Multiple responses subgroup identification using 'GUIDE' 'Gi' option for tree building
MrSFit( dataframe, role, bestK = 1, bootNum = 0L, alpha = 0.05, maxDepth = 5, minTrt = 5, minData = max(c(minTrt * maxDepth, NROW(Y)/20)), batchNum = 1L, CVFolds = 10L, CVSE = 0, faster = FALSE, display = FALSE, treeName = paste0("tree_", format(Sys.time(), "%m%d"), ".yaml"), nodeName = paste0("node_", format(Sys.time(), "%m%d"), ".txt"), bootName = paste0("boot_", format(Sys.time(), "%m%d"), ".txt"), impName = paste0("imp_", format(Sys.time(), "%m%d"), ".txt"), writeTo = FALSE, remove = TRUE )

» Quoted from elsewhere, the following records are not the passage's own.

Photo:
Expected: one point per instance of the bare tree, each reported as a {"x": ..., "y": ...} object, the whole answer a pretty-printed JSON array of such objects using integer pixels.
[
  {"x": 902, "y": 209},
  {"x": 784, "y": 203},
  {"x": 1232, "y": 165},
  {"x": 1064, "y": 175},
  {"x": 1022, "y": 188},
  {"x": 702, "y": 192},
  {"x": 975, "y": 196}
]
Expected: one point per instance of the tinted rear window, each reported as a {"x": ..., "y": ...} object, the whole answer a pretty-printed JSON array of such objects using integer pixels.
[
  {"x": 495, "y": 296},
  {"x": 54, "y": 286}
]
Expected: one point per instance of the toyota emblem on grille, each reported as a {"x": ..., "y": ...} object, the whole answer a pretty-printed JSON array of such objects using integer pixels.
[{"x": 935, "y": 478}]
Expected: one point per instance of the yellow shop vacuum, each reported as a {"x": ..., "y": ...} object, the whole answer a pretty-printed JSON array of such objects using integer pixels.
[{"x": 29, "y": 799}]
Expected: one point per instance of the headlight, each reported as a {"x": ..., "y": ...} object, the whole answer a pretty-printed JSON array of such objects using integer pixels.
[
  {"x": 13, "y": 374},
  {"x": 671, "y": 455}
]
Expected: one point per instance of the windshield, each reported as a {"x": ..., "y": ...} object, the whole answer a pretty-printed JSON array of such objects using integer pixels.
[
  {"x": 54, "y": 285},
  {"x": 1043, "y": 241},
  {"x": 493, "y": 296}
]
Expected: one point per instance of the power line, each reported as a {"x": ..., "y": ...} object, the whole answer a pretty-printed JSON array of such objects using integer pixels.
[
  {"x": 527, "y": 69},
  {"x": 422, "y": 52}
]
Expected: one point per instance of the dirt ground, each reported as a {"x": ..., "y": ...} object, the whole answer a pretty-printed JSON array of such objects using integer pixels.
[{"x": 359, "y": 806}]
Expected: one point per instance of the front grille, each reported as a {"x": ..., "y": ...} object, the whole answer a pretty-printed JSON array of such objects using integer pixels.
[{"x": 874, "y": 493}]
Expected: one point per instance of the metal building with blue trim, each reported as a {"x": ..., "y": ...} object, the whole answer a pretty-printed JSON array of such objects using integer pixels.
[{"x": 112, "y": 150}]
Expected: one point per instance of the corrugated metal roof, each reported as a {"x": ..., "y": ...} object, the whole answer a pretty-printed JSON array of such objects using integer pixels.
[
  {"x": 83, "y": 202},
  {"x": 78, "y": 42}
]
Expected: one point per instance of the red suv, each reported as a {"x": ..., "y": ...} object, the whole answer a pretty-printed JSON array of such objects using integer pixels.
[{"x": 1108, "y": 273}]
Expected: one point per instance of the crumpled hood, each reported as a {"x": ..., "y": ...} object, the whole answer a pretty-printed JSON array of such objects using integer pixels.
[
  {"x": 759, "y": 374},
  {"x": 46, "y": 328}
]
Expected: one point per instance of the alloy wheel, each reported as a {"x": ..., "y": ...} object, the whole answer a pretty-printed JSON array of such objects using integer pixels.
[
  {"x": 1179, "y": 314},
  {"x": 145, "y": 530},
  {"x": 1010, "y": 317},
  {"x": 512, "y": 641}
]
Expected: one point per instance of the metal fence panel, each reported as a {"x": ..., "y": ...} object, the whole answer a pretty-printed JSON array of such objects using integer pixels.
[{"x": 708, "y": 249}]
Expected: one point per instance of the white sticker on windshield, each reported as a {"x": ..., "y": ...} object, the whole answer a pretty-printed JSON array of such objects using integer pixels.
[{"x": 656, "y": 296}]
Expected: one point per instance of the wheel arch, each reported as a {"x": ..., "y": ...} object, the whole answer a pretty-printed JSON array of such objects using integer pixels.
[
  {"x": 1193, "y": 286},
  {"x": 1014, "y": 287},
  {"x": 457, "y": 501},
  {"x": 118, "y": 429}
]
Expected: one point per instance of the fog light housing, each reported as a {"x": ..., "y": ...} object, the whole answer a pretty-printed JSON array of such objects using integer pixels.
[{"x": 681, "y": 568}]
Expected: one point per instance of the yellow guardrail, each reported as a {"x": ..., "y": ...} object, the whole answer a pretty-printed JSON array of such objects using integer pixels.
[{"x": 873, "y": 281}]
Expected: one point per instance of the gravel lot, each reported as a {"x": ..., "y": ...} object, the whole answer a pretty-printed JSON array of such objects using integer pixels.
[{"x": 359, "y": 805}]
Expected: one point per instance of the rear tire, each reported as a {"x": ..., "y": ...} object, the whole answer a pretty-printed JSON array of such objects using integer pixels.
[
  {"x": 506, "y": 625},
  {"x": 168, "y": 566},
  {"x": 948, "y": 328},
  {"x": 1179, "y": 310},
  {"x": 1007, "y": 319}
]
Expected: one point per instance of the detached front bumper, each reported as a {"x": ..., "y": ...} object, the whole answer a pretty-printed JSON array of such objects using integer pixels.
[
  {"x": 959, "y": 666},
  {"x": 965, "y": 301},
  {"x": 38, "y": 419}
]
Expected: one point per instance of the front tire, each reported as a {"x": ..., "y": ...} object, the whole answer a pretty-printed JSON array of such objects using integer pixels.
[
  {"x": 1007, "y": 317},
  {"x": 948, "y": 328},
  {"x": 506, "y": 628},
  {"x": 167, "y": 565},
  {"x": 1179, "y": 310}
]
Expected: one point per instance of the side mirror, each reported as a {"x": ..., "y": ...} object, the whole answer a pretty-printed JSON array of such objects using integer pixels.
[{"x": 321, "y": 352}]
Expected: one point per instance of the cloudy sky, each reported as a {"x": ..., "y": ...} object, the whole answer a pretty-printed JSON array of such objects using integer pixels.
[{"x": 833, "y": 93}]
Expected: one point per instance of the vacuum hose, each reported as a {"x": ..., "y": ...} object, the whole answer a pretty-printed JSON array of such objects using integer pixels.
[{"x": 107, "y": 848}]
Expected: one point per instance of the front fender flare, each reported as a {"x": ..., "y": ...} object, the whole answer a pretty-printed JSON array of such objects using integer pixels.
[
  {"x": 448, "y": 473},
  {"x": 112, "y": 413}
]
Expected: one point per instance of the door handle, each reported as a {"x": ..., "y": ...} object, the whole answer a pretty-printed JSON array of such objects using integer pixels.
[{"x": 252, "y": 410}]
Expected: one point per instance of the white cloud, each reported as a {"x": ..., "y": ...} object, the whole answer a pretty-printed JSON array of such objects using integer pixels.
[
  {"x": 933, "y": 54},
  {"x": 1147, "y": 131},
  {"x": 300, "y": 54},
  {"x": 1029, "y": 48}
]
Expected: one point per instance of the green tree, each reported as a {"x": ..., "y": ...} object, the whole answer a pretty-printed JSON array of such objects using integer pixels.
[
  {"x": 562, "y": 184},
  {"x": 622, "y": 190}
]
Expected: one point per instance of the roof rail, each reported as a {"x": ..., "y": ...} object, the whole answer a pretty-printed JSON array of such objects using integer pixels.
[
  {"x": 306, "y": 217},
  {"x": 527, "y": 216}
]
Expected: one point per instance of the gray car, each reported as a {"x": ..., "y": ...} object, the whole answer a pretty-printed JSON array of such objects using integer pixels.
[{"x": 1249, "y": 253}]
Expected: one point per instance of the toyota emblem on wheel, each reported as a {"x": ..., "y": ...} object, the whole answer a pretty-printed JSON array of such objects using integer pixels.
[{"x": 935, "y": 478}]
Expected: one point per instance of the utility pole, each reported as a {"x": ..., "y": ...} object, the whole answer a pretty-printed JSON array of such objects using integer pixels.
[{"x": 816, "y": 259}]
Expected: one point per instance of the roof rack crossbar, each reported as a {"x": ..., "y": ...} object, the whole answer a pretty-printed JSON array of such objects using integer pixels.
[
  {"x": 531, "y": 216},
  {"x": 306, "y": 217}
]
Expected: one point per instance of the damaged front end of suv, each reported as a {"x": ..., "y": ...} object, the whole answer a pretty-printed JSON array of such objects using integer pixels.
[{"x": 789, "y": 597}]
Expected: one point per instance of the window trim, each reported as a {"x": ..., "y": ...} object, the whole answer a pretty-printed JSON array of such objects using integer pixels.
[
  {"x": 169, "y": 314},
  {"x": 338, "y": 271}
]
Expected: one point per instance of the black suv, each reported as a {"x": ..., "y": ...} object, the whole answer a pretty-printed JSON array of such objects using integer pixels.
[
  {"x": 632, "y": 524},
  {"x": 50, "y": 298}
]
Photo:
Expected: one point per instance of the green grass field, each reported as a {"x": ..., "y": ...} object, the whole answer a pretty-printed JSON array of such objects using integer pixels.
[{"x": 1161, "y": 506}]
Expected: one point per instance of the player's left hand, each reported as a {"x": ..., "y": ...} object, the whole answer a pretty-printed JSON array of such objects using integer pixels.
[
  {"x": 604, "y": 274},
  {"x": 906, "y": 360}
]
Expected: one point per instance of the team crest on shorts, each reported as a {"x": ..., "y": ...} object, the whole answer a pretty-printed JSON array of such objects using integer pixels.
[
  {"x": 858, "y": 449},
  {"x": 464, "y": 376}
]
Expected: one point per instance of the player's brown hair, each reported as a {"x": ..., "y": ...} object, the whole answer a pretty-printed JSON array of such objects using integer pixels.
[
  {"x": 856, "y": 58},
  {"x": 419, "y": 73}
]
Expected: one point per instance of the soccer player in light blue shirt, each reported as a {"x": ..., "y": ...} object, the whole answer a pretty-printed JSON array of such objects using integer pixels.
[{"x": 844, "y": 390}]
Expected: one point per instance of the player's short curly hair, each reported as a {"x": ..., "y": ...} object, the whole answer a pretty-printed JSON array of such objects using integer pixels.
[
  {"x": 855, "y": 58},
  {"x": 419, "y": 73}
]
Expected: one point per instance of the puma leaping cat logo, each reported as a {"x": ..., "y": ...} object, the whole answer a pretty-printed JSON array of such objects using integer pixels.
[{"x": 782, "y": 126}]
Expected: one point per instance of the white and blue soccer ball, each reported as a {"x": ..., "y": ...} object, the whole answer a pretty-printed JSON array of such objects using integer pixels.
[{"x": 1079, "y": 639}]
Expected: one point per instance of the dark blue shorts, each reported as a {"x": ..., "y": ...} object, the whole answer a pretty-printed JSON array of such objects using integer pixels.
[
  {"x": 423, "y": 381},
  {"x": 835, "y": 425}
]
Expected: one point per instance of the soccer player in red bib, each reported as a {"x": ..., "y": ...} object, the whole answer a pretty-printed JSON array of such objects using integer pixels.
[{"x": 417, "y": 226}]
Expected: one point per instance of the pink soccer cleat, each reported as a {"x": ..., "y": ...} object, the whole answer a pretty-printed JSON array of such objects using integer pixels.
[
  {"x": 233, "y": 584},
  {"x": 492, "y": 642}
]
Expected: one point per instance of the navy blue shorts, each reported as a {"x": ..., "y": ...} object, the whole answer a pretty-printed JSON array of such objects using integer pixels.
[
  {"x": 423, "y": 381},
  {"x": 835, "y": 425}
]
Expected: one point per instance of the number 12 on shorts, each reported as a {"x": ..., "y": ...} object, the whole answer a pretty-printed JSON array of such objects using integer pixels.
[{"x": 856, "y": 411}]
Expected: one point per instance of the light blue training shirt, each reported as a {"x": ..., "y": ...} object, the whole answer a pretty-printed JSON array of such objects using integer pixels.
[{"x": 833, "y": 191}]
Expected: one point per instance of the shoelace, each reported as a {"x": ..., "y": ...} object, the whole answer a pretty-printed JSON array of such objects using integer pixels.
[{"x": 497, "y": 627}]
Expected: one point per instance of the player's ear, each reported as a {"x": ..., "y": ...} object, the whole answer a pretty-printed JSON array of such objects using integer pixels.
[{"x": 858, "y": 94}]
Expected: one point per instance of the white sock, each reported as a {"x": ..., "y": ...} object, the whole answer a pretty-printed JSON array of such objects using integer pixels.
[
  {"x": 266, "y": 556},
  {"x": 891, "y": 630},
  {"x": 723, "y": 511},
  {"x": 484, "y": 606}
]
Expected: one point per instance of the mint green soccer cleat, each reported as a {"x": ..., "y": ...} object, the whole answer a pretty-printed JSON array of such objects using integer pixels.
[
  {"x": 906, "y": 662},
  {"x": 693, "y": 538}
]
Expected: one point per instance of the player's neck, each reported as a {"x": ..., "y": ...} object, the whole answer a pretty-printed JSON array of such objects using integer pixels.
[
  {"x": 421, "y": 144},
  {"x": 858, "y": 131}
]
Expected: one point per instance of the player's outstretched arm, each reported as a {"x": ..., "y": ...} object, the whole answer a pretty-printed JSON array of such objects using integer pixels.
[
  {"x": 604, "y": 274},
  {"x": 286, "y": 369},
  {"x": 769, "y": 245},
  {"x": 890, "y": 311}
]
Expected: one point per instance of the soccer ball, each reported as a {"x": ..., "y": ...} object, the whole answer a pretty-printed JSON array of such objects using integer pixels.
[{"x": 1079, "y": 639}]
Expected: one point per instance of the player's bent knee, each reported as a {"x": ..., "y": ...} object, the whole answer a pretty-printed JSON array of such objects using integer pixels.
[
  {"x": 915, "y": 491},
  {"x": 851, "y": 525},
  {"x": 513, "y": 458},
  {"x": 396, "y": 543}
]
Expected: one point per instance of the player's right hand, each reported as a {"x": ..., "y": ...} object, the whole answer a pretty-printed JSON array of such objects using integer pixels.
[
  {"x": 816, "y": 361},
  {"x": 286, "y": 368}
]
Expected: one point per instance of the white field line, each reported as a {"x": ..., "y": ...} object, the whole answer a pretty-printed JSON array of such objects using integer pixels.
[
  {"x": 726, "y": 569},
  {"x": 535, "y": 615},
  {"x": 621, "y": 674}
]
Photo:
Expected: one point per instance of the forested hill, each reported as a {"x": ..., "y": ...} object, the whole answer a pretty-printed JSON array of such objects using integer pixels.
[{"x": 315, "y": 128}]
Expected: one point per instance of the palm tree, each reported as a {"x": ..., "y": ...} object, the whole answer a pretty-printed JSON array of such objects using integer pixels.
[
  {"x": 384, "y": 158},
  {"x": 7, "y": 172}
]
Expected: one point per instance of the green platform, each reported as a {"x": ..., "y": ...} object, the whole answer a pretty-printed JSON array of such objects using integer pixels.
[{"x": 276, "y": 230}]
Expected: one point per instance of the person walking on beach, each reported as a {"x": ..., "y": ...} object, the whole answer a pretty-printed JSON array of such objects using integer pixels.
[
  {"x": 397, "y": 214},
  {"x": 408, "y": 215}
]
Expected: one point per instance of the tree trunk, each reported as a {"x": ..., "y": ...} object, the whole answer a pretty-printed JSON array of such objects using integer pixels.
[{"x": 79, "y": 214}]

dataframe | The data frame used for subgroup identification in a |
---|---|
role | role follows 'GUIDE' role. role should be a In current implementation, we have following available roles.
|
bestK | number of covariates in the regression model |
bootNum | bootstrap number |
alpha | desire alpha levels for confidence interval with respect to treatment parameters |
maxDepth | maximum tree depth |
minTrt | minimum treatment and placebo sample in each node |
minData | minimum sample in each node |
batchNum | related with exhaustive search for numerical split variable |
CVFolds | cross validation times |
CVSE | cross validation SE |
faster | related with tree split searching |
display | Whether display tree in the end |
treeName | yaml file for save the tree |
nodeName | file same for each node |
bootName | file save bootstrap calibrate alpha |
impName | important variable file name |
writeTo | debug option reserve for author... |
remove | whether to remove extra files |
An object of class "guide"
Tree structure result.
Predicted node of each observation.
A raw importance score, can used MrSImp
for more accurate result.
Categorical features level mapping.
Treatment assignment level mapping.
Number of outcomes.
Number of treatment assignment levels.
Role used for data frame.
Variable names.
Numerical variable names.
Categorical variable names.
Treatment assignment variable name.
A map from node id to node information.
Treatment level mapping.
Current tree setting.
Treatment effect summary.
This function uses 'GUIDE' Gi option for tree building, it can provide subgroup identification tree and confidence intervals of treatment effect based on bootstrap calibration.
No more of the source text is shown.